South Korea and North Korea: Unified For The Olympics? [VIDEO]

South Korea and North Korea: Unified For The Olympics? [VIDEO]

South Korea and North Korea: Unified For The Olympics? [VIDEO]

Well, this is a plot twist in Korean unification talks that is certainly unexpected. South Korean officials have announced that the two Korean nations will be marching under one unified flag at the Olympic Games opening ceremonies. AND they will be forming a joint team for women’s ice hockey as well.


Now, this entire exercise in sports and diplomacy still has to be approved by the International Olympic Committee.

The rival Koreas agreed Wednesday to form their first unified Olympic team and have their athletes parade together for the first time in 11 years during the opening ceremony of next month’s Winter Olympics in South Korea, officials said.

The agreements still require approval from the International Olympic Committee. But they are the most prominent steps toward rapprochement achieved by the Koreas since they recently began exploring cooperation during the Olympics following a year of heightened tension over the North’s nuclear weapons program.

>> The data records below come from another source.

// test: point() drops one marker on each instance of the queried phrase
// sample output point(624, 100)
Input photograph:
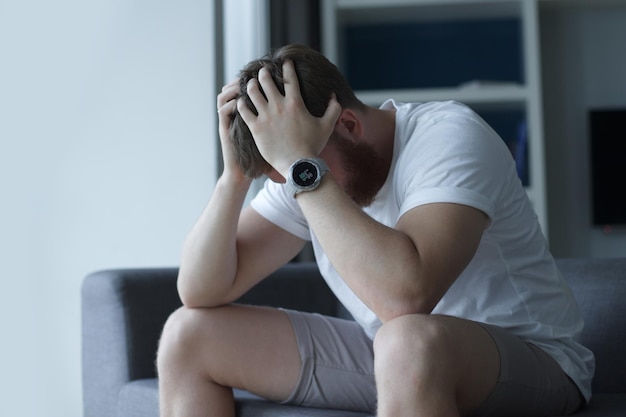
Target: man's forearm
point(209, 258)
point(379, 263)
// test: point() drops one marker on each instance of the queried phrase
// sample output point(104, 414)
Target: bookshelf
point(484, 53)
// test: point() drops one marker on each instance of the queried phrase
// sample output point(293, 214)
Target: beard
point(364, 169)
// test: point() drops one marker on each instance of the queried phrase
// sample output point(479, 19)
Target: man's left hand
point(284, 130)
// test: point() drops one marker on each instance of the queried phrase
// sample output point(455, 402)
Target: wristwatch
point(305, 175)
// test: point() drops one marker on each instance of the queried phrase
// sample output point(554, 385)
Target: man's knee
point(182, 333)
point(415, 335)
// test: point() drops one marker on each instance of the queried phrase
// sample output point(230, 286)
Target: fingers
point(290, 78)
point(229, 92)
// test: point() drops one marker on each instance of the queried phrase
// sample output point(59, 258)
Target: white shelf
point(507, 96)
point(339, 14)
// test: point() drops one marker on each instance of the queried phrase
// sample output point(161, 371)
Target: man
point(421, 228)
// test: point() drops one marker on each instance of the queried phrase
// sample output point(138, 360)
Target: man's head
point(318, 79)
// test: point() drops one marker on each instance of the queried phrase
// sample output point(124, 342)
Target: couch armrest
point(123, 313)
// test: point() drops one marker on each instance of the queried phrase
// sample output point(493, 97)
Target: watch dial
point(304, 174)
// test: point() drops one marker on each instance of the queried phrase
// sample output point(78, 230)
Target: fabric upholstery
point(123, 312)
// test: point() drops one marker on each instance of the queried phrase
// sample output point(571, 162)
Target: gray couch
point(123, 312)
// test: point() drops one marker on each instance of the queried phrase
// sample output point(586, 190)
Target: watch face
point(304, 174)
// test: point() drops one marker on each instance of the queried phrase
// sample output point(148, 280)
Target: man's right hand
point(226, 106)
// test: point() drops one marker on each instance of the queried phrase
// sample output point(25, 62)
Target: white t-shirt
point(445, 153)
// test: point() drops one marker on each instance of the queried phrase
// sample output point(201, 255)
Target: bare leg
point(205, 352)
point(428, 365)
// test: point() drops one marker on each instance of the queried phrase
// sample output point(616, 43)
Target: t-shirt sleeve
point(458, 159)
point(273, 203)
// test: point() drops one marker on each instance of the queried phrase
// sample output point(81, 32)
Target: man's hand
point(226, 105)
point(284, 130)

During their third day of talks at the border in about a week, senior officials reached a package of agreements including fielding a joint women’s ice hockey team and marching together under a blue and white “unification flag” depicting their peninsula in the opening ceremony, Seoul’s Unification Ministry said.

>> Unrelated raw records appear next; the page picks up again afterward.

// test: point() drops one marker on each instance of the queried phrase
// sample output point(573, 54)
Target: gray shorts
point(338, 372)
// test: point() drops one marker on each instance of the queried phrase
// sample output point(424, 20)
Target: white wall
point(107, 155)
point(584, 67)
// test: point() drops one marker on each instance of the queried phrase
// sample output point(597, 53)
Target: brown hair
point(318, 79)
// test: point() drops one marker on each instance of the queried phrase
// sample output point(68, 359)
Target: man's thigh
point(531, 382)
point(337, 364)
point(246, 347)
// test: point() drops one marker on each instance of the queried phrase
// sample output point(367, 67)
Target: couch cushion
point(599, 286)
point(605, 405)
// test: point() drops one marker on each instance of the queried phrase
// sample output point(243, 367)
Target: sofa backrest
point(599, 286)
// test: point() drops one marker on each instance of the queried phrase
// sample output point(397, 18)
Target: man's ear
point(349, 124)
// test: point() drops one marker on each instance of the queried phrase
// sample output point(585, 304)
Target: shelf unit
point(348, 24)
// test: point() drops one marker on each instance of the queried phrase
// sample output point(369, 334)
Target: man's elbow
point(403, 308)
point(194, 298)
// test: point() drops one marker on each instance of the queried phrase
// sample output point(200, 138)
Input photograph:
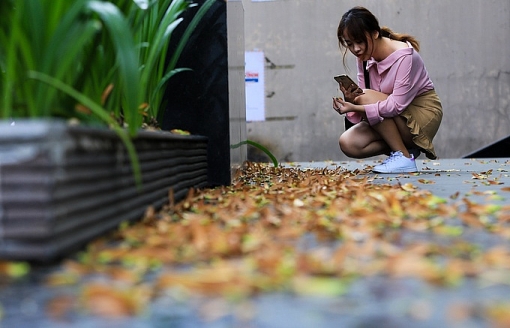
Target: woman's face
point(359, 48)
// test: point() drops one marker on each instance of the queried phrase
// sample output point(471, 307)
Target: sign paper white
point(255, 92)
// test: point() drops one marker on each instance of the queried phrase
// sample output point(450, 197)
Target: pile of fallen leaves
point(286, 229)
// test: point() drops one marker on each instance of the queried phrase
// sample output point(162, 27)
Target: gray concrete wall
point(464, 45)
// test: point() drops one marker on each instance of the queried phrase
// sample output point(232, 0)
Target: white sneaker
point(396, 163)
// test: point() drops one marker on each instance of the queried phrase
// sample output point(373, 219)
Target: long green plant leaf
point(99, 111)
point(260, 147)
point(122, 39)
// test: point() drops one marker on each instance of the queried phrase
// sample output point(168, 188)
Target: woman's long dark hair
point(359, 21)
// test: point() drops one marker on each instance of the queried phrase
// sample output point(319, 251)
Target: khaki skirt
point(424, 116)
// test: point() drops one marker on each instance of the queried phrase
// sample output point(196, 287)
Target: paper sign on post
point(254, 81)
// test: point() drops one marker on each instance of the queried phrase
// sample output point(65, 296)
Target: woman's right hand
point(351, 92)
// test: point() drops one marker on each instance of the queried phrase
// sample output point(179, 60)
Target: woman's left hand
point(342, 107)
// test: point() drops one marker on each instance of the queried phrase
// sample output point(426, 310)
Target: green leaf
point(99, 111)
point(259, 146)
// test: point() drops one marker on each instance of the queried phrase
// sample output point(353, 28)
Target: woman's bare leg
point(363, 140)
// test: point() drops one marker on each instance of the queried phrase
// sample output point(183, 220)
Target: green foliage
point(258, 146)
point(115, 53)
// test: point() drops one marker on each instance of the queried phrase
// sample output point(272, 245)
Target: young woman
point(400, 113)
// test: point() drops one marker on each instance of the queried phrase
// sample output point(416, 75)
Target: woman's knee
point(347, 146)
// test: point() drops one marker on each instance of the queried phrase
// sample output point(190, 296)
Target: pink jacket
point(402, 75)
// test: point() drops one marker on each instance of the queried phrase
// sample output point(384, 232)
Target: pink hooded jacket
point(402, 75)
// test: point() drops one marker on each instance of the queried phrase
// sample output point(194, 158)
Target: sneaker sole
point(396, 171)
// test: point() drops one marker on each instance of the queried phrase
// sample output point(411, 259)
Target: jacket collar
point(388, 62)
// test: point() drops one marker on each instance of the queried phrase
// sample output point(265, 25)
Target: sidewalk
point(474, 178)
point(368, 301)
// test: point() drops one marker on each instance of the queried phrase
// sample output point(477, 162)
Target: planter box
point(61, 185)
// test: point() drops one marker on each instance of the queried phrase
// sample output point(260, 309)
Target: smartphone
point(345, 80)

A joint statement distributed by the ministry said the North Korean Olympic delegation will travel to South Korea across their heavily fortified land border before the Feb. 9-25 Pyeongchang Games. It said the delegation will include a 230-member cheering group, a 30-member taekwondo demonstration team, journalists, athletes and officials.

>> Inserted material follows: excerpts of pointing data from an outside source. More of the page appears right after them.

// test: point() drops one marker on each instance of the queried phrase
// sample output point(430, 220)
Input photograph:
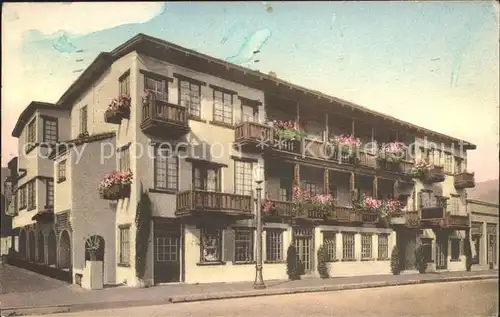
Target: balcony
point(464, 180)
point(252, 136)
point(164, 119)
point(202, 202)
point(435, 174)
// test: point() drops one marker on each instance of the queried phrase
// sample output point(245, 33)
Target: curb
point(66, 308)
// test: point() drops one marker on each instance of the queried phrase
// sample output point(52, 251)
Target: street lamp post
point(258, 174)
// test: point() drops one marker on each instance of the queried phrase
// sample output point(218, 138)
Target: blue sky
point(434, 64)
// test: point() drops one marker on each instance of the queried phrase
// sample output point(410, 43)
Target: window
point(61, 171)
point(50, 193)
point(211, 245)
point(49, 130)
point(124, 88)
point(454, 205)
point(458, 165)
point(427, 249)
point(31, 135)
point(31, 195)
point(243, 245)
point(190, 97)
point(348, 246)
point(329, 243)
point(455, 249)
point(383, 246)
point(243, 175)
point(223, 107)
point(310, 188)
point(22, 197)
point(448, 163)
point(366, 246)
point(274, 245)
point(124, 159)
point(157, 87)
point(83, 120)
point(124, 245)
point(166, 169)
point(206, 178)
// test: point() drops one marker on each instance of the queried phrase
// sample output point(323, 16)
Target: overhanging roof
point(28, 112)
point(138, 42)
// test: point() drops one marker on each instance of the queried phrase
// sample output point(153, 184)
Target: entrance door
point(304, 245)
point(441, 252)
point(167, 252)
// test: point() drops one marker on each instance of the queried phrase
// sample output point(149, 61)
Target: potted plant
point(118, 109)
point(116, 185)
point(93, 275)
point(420, 169)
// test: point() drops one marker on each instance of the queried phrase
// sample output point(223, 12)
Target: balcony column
point(352, 184)
point(296, 175)
point(326, 185)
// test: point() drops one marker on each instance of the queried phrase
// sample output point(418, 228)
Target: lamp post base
point(259, 280)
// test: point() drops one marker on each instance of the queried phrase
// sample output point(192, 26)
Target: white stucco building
point(202, 225)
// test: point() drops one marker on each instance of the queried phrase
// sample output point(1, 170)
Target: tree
point(395, 261)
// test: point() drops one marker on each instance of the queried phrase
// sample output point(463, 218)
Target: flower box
point(116, 186)
point(118, 109)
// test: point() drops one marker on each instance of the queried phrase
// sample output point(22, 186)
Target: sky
point(434, 64)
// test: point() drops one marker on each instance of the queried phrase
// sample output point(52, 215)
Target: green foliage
point(292, 267)
point(322, 262)
point(420, 261)
point(143, 227)
point(395, 261)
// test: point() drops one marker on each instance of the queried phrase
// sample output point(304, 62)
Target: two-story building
point(191, 129)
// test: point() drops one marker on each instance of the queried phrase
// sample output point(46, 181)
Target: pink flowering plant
point(121, 103)
point(420, 169)
point(304, 202)
point(115, 180)
point(393, 152)
point(288, 130)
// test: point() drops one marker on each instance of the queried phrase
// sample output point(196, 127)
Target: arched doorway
point(52, 249)
point(41, 248)
point(65, 250)
point(31, 246)
point(92, 241)
point(22, 244)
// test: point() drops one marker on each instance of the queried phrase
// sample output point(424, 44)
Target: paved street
point(476, 298)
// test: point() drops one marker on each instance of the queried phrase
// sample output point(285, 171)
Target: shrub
point(292, 267)
point(322, 264)
point(395, 261)
point(420, 261)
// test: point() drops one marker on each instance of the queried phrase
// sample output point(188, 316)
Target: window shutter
point(228, 245)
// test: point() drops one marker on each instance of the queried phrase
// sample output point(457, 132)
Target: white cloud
point(20, 85)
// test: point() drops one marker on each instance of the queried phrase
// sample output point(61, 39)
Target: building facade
point(191, 129)
point(484, 233)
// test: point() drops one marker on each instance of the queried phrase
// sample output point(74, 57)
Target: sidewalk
point(73, 298)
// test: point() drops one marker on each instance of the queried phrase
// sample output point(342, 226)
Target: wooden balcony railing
point(160, 117)
point(465, 180)
point(435, 174)
point(207, 201)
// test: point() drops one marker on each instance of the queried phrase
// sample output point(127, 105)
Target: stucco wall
point(91, 215)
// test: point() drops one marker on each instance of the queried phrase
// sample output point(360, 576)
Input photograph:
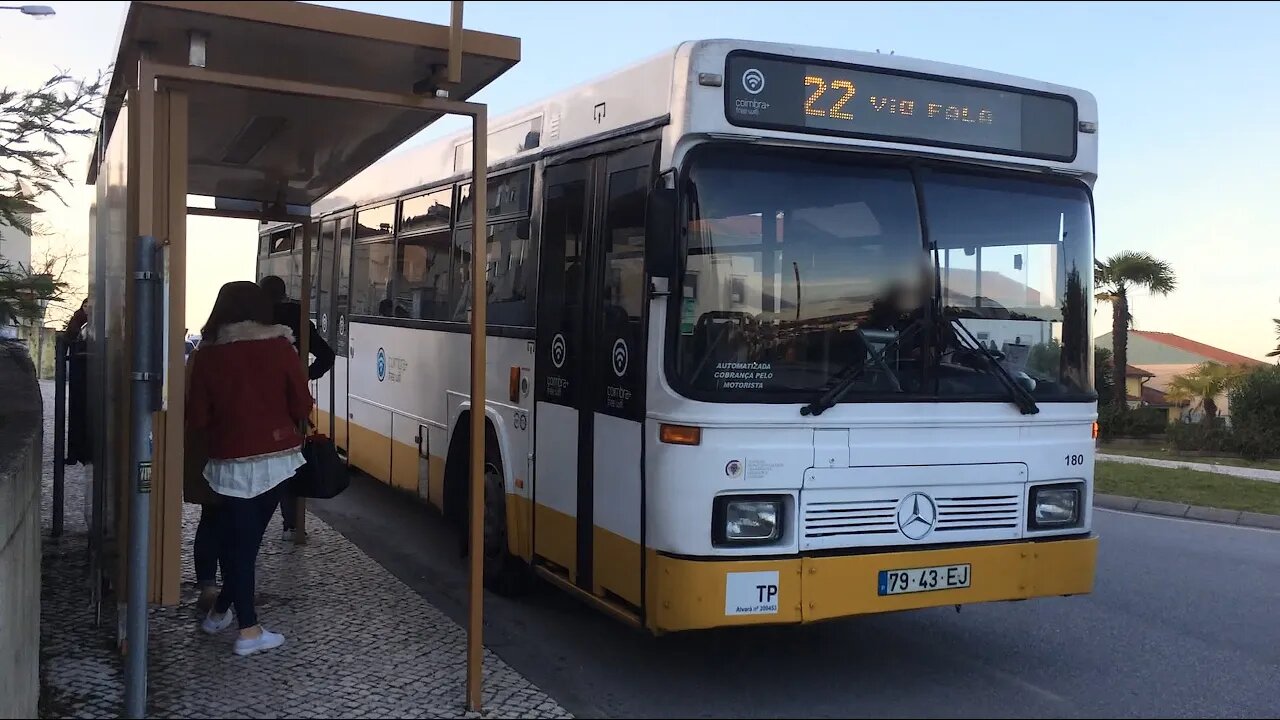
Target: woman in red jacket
point(248, 395)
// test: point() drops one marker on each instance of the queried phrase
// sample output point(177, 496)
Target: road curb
point(1189, 511)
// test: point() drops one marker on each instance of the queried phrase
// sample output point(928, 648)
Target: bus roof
point(611, 103)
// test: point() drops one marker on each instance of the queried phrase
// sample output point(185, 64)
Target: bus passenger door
point(341, 347)
point(325, 323)
point(590, 373)
point(561, 387)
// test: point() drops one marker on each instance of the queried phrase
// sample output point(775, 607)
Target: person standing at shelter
point(248, 395)
point(196, 491)
point(288, 313)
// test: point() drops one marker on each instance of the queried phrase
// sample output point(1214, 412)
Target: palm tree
point(1114, 278)
point(1203, 384)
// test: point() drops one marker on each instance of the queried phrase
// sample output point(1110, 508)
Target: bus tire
point(503, 573)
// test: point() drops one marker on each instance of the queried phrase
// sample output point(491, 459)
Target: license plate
point(924, 579)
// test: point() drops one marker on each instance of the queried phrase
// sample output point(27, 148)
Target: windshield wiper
point(1022, 397)
point(854, 370)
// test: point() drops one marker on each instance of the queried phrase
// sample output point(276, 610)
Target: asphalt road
point(1184, 623)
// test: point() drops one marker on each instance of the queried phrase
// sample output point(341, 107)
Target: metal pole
point(59, 431)
point(479, 297)
point(455, 68)
point(145, 282)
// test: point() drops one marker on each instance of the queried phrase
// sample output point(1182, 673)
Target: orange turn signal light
point(680, 434)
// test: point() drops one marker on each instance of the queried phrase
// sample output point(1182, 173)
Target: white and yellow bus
point(776, 335)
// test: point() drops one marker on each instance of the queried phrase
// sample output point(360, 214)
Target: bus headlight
point(746, 520)
point(1055, 506)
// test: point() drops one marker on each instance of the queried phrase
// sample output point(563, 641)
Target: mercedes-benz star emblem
point(917, 515)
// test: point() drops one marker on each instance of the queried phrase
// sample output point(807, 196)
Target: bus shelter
point(265, 108)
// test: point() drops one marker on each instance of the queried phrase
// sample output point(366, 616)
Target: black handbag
point(324, 474)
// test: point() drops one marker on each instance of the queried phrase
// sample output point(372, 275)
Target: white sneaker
point(266, 641)
point(213, 624)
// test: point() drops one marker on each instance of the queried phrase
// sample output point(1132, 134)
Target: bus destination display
point(807, 96)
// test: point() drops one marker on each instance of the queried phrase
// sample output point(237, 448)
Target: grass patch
point(1192, 487)
point(1165, 454)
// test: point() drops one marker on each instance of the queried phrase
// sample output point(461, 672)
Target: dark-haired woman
point(248, 395)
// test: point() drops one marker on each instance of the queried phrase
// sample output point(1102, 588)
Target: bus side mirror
point(661, 233)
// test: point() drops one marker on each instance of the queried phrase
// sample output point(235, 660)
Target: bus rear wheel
point(503, 573)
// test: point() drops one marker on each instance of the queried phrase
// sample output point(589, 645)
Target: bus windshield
point(804, 269)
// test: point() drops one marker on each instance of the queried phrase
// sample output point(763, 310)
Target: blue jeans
point(243, 522)
point(208, 546)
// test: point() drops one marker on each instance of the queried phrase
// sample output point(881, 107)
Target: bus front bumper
point(688, 595)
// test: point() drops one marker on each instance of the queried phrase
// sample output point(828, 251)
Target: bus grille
point(851, 518)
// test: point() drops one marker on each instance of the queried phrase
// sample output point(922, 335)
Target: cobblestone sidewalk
point(359, 642)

The “unification flag” is pretty simple – it’s a picture of the Korean peninsula in blue, on a white flag.

(photo: AFP)
North Korea had previously said that they would participate in the Olympics, and were working out details with the IOC.


The gesture of marching under one flag is unprecedented, but fielding a team together has actually happened before. The unification flag was created for that purpose.

The two Koreas have sent joint teams to major international sports events twice previously, both in 1991. One event was the world table tennis championships in Chiba, Japan, where the women’s team won the championship by beating the powerful Chinese, and the other was soccer’s World Youth Championship in Portugal, where the Korean team reached the quarterfinals.

Is Korean reconciliation a good thing? YES, so long as Kim Jong-un doesn’t end up as dictator-for-life over the entire peninsula. But I have a feeling that is a conversation that the two countries aren’t even having at the moment. Opening up North Korea and allowing freedom of movement (including the reunification of families) would be more than most Koreans could hope for. If Kim Jong-un has eaten his Wheaties and is in a good mood, let’s seize the moment and show the North Korean athletes who can participate in the Olympics that there is an entire world outside of their dictator’s bubble of a country. Even if it is only the reported 10 athletes who compete, the extent of the delegation accompanying them will certainly have their eyes opened.

If the Olympics can actually accomplish some diplomatic good at the PyeongChang games, that would be more valuable than any gold medal.